As of July 17, only about 8 percent of the applications processed from the federal marketplace have been approved for Medicaid.
"We really should be very proud of ourselves as a state that, due to our commitment to do the right thing and abide by the request of the federal government for the benefit of the citizens of this state, we did it. We did it," Wos said. "That message seems to be lost on everyone."
From waiting residents, lessons learned
The Medicaid backlog, as of July 30, stands at about 45,000 overdue applications in both NC FAST and the legacy system.
Eller said the reduction of that logjam – 57 percent in about two months as Medicaid applications continued to roll in – is a result of both an improved NC FAST system and better communication between counties and the state.
"I think all of us are having the most candid conversations we've had since the beginning of the project," Eller said. "I feel like we're being heard."
Counties have also benefited from restructuring their social services staffs – both in response to the increased demand for services and the realities of the NC FAST workflow. Hardin, in Buncombe County, said his division has spent time developing both training and internal resources to find "the right way to do business."
"Internally, we turned a little bit of a corner," Hardin said. "We got to a point where we're managing the work and the work wasn't managing us. That's a much better feeling than where we were."
To Wos, this is the correction of a "malalignment" in the size of county social services departments, which have been outpaced by demand in food stamps and Medicaid by nearly threefold.
"The entire state on the county level is readjusting where it’s going with its workforce," Wos said. "Both in the number and the type of workforce and in training."
This is where NC FAST will really start to help, says DHHS Chief Information Officer Joe Cooper. Instead of social services workers who have to double up if families need more than one type of benefits, the system's "universal worker" model will mean faster service on both sides of the counter.
"We’re building something that’s going to be great for North Carolina in the future," Cooper said. "You put the application in once, you put all the information in once, adding them to a new (benefit) will be a very easy thing to do."
More changes coming for NC FAST
County leaders say that, although it's much improved, NC FAST isn't benefiting them yet.
On the horizon are phases like child care and energy services. Through this fall, NC FAST programmers will launch the adult Medicaid portion, which Eller said is more complicated than the child and family Medicaid benefits already in place.
"That is a big piece of work," Eller said. "We don't yet have that quite figured out."
County directors say that, although the system is working better than it ever has, it still needs a combination of bug fixes and enhancements that will make things easier for case workers.
"There are still many things that can be done to make this a better system and not quite as cumbersome to do the work," Hardin said.
Some of these changes will require fixes from IBM, which Cooper said would be working directly with counties to prioritize fixes.

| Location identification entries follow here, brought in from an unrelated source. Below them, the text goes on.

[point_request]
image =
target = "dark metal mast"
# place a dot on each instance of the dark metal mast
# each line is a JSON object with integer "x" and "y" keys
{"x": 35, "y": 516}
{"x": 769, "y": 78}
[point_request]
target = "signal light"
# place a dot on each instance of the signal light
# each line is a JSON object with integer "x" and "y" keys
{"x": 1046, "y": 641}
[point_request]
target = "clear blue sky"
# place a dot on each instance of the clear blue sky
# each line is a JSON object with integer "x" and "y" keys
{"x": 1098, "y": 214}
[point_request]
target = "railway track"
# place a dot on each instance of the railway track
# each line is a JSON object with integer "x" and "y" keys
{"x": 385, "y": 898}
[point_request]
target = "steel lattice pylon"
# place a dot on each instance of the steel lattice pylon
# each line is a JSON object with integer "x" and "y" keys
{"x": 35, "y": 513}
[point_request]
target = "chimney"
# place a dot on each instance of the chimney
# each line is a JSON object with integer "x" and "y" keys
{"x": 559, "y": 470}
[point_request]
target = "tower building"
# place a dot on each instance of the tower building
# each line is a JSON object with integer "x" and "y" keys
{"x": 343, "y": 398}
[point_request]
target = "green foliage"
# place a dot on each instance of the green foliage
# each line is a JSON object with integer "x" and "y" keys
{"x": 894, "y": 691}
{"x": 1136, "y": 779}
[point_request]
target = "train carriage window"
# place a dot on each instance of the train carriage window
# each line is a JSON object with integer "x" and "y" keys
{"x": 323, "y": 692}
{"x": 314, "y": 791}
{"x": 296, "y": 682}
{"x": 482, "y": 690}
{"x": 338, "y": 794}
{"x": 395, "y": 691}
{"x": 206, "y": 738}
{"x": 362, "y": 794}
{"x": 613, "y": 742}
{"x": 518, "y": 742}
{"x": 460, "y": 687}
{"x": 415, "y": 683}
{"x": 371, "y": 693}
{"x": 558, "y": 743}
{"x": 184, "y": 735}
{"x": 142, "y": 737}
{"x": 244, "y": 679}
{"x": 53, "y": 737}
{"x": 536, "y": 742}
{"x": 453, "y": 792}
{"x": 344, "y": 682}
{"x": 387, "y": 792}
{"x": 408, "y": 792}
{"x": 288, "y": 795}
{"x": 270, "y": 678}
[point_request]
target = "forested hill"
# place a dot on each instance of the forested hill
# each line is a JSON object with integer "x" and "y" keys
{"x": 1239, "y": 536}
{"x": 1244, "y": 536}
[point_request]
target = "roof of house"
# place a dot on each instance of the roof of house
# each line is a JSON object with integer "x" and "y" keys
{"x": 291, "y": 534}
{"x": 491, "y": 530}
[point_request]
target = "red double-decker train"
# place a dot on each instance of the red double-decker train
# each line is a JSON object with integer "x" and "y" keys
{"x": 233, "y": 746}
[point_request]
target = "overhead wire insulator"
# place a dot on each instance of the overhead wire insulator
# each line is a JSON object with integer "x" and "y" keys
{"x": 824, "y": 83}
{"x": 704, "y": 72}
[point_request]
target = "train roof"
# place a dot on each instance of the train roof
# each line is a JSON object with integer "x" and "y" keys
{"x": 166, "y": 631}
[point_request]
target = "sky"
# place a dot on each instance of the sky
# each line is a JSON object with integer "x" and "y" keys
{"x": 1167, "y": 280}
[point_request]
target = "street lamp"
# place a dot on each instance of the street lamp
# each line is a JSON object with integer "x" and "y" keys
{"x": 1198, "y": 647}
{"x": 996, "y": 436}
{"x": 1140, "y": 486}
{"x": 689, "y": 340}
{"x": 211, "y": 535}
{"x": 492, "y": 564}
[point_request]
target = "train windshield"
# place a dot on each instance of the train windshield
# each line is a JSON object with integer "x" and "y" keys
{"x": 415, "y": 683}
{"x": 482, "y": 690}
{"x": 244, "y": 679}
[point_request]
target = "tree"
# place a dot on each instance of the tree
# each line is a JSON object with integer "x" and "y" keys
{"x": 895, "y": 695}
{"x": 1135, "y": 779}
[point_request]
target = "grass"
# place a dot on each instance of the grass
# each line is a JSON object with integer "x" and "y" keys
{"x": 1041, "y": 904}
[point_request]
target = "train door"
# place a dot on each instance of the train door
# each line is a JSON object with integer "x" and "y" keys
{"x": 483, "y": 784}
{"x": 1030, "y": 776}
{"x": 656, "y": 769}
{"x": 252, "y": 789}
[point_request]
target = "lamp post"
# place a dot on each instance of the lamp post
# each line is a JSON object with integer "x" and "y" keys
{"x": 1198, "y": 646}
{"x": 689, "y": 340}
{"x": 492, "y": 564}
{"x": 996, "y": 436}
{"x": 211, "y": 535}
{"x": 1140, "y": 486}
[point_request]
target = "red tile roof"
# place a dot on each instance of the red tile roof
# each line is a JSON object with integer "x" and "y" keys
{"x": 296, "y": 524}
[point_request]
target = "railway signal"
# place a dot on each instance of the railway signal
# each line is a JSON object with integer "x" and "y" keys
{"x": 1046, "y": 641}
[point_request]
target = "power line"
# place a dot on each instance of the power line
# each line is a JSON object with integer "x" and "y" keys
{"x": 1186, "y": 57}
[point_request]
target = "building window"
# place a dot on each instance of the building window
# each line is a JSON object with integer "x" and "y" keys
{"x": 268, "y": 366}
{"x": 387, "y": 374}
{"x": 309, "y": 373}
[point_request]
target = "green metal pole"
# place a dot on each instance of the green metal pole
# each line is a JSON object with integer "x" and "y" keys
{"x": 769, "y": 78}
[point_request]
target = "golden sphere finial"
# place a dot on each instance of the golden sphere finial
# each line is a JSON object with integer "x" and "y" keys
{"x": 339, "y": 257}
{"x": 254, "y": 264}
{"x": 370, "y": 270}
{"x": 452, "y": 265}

Although she acknowledges problems with the implementation of NC FAST, Wake's Scott said counties are starting to see "a light at the end of the tunnel."
"I do think we see great hope at operating at full efficiency," Scott said. "I just think it's going to take longer to get there than we originally thought."
But as the days tick down until NC FAST's scheduled completion in 2017, Wos says their progress so far proves they're getting close.
"We need to get to the end. The state has devoted, for years, too much in order to stop before we finish," Wos said. "We must continue on the path towards ultimate success, because we’re almost there."